実はこの「fasten」がファスナーの語源。

ファスナーとは「締めるもの」という意味を持ち、構造上3つに分けられます。

                     

工業用ではボルトや釘、衣料用ではスナップボタンなど、点で留めるタイプの「点ファスナー」

いわゆるマジックテープと呼ばれる、面で留めるタイプの「面ファスナー」

一般的にファスナーやチャック、ジッパーとして知られている「線ファスナー」

                     

ちなみにジッパーというのは、1921年にアメリカのメーカーが使用したことにより広まったそう。

また、チャックは完全なる和製英語で、「巾着(きんちゃく)」からもじって作られた造語です。

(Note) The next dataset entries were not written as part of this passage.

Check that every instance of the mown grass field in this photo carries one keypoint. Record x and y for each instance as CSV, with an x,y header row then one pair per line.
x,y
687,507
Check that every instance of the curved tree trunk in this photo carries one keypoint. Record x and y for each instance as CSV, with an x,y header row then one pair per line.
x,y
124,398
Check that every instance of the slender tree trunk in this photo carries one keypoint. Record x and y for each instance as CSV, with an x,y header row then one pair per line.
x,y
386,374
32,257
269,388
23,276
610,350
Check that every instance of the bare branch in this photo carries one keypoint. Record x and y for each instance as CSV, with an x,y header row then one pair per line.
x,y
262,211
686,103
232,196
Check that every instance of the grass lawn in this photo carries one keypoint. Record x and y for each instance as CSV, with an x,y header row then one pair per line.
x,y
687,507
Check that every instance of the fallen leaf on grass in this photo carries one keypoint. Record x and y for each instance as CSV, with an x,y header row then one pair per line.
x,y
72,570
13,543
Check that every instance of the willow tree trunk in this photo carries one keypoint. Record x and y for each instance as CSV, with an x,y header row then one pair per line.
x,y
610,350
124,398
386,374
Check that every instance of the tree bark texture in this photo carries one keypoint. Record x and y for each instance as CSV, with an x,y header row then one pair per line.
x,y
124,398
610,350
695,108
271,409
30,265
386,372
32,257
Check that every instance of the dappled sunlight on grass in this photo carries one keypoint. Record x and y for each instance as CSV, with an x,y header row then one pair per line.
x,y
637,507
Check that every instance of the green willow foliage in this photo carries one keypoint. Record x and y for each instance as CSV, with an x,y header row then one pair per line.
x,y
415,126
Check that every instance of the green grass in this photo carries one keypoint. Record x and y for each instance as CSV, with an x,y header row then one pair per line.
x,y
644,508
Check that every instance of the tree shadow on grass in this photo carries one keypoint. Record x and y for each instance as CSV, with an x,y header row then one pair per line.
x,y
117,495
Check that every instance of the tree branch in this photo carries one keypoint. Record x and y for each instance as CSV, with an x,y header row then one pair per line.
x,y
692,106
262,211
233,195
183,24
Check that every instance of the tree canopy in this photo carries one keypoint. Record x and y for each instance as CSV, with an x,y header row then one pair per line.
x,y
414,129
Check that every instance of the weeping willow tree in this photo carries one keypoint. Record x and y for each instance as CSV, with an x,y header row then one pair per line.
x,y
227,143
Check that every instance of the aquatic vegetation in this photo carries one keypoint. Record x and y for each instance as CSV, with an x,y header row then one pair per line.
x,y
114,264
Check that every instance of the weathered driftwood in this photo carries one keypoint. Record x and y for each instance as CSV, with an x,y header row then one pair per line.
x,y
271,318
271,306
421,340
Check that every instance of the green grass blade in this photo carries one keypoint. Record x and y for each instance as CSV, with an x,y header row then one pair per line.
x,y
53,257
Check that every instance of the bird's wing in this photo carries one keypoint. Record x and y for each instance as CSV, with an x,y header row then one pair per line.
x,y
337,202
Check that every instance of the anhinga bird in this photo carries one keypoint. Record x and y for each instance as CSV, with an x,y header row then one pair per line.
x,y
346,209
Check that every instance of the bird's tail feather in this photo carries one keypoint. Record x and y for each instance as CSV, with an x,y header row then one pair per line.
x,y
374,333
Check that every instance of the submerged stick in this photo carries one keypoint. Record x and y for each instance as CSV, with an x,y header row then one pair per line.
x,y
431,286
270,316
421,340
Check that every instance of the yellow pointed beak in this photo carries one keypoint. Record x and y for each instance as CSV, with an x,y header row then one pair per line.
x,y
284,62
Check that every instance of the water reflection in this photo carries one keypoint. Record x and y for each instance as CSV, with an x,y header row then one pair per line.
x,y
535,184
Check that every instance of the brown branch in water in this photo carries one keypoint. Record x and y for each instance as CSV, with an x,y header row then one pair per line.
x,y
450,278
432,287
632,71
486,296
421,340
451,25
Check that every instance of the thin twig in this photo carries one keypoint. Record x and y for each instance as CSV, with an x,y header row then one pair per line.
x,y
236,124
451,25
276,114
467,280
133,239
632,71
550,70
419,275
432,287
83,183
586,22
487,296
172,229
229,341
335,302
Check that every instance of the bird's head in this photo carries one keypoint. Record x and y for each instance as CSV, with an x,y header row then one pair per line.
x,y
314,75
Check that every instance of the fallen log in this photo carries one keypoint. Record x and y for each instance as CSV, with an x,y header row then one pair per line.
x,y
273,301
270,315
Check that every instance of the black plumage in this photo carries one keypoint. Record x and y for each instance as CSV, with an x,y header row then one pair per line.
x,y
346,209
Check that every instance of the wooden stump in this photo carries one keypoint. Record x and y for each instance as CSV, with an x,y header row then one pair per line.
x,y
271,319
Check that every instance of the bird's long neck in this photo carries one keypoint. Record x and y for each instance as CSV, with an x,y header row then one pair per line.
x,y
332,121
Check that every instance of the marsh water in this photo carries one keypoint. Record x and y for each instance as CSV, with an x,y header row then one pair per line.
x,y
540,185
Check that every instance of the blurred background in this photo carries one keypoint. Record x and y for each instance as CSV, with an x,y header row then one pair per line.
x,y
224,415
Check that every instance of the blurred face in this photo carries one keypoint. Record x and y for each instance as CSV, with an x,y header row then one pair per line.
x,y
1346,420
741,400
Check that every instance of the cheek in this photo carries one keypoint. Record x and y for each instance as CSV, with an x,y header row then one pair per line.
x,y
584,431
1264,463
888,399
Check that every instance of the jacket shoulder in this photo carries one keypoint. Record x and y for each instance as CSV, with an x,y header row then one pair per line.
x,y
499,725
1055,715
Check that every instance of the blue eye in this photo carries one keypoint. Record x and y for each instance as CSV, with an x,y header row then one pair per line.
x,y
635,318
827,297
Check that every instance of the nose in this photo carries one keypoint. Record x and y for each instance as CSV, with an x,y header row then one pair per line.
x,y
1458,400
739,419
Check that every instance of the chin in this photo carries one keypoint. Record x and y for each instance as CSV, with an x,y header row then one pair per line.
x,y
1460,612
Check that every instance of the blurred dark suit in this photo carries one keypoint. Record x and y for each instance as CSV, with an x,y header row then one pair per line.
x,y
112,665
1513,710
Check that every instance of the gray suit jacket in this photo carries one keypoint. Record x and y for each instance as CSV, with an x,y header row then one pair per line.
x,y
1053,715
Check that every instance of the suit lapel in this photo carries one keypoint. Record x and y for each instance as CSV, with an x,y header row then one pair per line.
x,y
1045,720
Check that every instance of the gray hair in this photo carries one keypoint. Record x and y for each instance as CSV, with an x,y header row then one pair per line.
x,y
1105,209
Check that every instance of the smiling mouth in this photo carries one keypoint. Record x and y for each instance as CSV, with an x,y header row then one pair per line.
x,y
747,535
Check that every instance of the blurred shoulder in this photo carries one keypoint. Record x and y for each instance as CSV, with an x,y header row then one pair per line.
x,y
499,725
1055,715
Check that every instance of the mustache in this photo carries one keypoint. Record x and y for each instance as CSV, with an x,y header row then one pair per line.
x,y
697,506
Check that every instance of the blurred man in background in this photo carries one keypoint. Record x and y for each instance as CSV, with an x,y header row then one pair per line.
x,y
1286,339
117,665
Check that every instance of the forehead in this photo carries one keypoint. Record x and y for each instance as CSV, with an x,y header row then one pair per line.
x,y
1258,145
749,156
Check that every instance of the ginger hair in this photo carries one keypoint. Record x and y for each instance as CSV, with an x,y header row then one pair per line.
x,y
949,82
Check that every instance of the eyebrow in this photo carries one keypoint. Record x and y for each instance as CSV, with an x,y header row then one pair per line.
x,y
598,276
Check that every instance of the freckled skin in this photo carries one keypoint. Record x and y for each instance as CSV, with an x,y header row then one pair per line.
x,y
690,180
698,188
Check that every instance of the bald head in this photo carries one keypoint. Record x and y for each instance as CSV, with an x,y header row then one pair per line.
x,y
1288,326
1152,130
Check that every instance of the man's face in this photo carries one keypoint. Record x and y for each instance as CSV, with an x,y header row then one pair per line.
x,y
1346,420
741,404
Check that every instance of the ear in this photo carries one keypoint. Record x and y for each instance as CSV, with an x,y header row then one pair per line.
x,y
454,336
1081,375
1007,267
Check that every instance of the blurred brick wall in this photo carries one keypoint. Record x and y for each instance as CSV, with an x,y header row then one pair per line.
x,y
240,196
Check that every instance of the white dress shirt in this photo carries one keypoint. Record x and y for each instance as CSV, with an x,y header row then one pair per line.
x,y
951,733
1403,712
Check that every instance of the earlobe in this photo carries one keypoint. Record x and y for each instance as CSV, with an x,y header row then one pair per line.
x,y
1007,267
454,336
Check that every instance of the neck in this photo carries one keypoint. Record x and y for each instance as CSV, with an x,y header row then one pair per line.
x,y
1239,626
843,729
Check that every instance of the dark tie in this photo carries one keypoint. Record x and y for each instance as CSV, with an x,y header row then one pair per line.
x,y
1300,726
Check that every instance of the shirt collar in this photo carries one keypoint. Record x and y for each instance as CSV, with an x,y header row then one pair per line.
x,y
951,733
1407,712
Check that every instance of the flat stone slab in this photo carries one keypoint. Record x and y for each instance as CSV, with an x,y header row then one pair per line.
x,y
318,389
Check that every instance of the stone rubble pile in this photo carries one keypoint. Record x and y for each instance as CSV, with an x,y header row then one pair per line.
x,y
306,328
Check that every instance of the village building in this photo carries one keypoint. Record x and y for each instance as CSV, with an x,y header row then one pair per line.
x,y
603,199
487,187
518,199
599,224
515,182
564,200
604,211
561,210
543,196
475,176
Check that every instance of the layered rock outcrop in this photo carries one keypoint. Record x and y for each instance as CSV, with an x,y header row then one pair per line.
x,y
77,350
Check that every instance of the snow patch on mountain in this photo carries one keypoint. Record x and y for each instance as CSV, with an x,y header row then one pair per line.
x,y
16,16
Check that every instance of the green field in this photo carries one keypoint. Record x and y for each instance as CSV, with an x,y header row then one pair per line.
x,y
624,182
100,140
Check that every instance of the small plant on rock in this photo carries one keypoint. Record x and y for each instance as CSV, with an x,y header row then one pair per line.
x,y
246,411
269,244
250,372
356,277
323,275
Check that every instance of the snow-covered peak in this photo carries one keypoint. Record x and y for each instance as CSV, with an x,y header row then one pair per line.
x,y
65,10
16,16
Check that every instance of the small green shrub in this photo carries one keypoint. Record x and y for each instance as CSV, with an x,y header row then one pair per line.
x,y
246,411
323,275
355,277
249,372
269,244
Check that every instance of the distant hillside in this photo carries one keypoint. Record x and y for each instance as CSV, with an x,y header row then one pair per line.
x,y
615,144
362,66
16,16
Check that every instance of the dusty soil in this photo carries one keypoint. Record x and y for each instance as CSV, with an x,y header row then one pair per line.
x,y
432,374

ここからは、線ファスナーのことを「ファスナー」とし、おはなしを進めていきます。

                     

                     

2.ファスナーについてご説明します

2-1.写真でみるパーツの名前

よく見ると沢山のパーツからできているファスナー。

それぞれの名前についてご紹介します。

                     

スライダー

                     

<動く部分がスライダー>

                     

                     

エレメント/ファスナーテープ

                     

<噛み合うパーツをエレメント、エレメントがついている部分をファスナーテープと呼びます
写真:オレンジ部分がエレメント、黄色点線の部分がファスナーテープ>

                     

                     

引手(別名:ファスナートップ)

                     

<スライダーについている、引っ張る部分は引手>

                     

写真には金属タイプのみ載っていますが、革やその他の素材で作られたものもあります。

素材によって強度は異なりますが、力がかかる部分なので、スライダーとの接続部分(輪っかの部分)が折れてしまうことが多いですね。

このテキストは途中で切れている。